El Castillo

III. FRIEDA

Donde se servían las bebidas, en una habitación grande, vacía en el centro, se sentaban cerca de la pared, al lado de barriles y sobre ellos, algunos campesinos, que, sin embargo, presentaban un aspecto diferente a los de la posada de K. Eran más limpios y uniformes, vestidos con un paño basto de color amarillo grisáceo, las chaquetas eran holgadas, los pantalones ceñidos. Eran hombres pequeños, a primera vista muy parecidos, con rostros angulosos y planos, pero al mismo tiempo de mejillas redondeadas. Todos parecían tranquilos y apenas se movían, sólo con la mirada perseguían a los que habían entrado, pero lentamente y con actitud indiferente. Sin embargo, como eran tantos y reinaba tanto silencio, ejercieron en K cierto efecto.
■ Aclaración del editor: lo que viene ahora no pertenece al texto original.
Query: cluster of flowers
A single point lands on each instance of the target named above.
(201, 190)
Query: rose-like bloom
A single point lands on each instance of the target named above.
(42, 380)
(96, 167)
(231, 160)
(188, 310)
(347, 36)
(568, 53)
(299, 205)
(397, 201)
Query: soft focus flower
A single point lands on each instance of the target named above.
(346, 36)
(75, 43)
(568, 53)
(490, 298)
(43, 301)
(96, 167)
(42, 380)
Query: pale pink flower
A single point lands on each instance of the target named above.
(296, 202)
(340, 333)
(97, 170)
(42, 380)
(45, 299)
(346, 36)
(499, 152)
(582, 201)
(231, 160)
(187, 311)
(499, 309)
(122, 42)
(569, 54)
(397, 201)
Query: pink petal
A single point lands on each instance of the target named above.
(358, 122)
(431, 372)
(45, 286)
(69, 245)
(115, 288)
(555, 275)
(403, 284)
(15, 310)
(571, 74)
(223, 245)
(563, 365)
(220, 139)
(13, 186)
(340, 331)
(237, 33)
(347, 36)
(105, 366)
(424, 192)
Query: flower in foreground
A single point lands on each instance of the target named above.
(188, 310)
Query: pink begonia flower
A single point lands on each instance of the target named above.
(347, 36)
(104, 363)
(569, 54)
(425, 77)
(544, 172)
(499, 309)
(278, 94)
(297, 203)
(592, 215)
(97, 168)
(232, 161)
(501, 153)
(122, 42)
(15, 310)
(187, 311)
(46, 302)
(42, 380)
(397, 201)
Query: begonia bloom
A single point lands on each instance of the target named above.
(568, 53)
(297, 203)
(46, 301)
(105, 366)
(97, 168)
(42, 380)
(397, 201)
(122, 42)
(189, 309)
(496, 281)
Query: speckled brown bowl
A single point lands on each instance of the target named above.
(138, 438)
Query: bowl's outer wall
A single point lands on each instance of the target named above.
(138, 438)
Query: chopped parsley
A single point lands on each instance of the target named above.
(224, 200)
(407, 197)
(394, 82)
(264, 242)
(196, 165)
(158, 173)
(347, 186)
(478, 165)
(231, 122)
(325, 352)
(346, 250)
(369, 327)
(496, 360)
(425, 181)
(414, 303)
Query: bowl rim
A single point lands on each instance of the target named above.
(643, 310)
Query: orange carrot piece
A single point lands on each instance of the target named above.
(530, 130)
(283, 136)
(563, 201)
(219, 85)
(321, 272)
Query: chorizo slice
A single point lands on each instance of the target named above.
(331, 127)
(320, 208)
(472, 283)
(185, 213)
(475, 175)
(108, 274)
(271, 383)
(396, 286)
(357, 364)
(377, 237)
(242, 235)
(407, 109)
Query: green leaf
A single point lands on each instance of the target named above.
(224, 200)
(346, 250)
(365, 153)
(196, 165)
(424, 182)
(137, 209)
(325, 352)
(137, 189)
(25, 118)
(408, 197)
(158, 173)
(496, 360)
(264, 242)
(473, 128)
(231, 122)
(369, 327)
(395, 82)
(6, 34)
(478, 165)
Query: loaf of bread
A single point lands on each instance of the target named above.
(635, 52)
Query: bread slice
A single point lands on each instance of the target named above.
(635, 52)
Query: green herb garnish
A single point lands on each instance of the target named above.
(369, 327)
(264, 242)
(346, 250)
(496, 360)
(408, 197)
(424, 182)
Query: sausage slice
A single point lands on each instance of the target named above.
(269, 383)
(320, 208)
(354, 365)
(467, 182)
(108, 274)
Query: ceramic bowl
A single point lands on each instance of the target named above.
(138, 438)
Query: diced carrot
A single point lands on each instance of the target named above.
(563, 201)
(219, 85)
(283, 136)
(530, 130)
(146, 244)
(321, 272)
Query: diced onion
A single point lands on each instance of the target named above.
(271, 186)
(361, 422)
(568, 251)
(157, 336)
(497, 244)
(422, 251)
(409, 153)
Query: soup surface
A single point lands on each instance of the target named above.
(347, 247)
Volvió a tomar el brazo de Olga para así aclarar a aquellos hombres su presencia. En una esquina se levantó un hombre, un conocido de Olga, y quiso aproximarse a ella, pero K la obligó a volverse en otra dirección con el brazo con el que se apoyaba. Nadie salvo Olga lo pudo notar; ella lo toleró con una sonriente mirada de soslayo.